MLK: If He Were Alive, He'd Be Highly Controversial
Clarence Page, writing in the Chicago Tribune (Jan. 14, 2004):
As Americans prepare once again to take a day off to honor the late Rev. Martin Luther King Jr., I wonder whether America would be as eager to honor him if he were still around. I'm not alone in my wondering.
"Somebody wrote a poem, which said now that he is safely dead, let us praise him," recalled the Rev. Joseph Lowery, one of the leaders who succeeded King as head of the Southern Christian Leadership Conference."For dead men make such convenient heroes. They cannot rise up to challenge the images we fashion for them.

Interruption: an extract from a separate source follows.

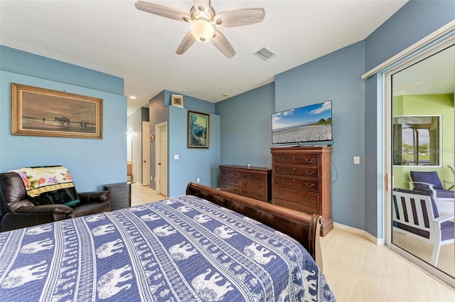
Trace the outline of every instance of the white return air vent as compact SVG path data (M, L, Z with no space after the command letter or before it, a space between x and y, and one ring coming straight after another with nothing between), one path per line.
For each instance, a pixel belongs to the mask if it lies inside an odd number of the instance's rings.
M257 50L254 54L256 56L257 56L257 58L259 58L261 60L262 60L263 61L267 61L268 60L270 60L271 58L272 58L273 57L277 55L274 53L273 53L272 51L269 50L268 49L267 49L264 47L261 48L261 49L259 49L259 50Z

Besides it is easier to build a monument than it is to build a movement."
That line comes from"Citizen King," a new documentary that premiers on public broadcast TV stations on Jan. 19 (9 p.m. on WTTW-Ch. 11) and focuses on his last five years before his assassination in 1968.
Those are what I call King's"forgotten years." They tend to receive short mention in most accounts of King's life, since they lack the inspiring, unifying drama of his triumphant trifecta: the 1963 March on Washington, the 1964 Civil Rights Act and the 1965 Voting Rights Act.
Produced by director Orlando Bagwell, a veteran of PBS' award-winning"Eyes on the Prize" documentaries about the civil rights years,"Citizen King" focuses on King the man and the many headaches he encountered later.
"If America really saw the whole person of King, it would be very difficult for America to embrace him the way America does," according to the Rev. James H. Cone of the Union Theological Seminary. Cone's excellent 1992 book"Martin and Malcolm and America: A Dream or a Nightmare" described how, just as Malcolm X became more moderate in his final years, King grew more militant as he expanded his struggle for equal rights in the South, to demands for open housing, desegregated schools and economic opportunities for poor blacks in the North.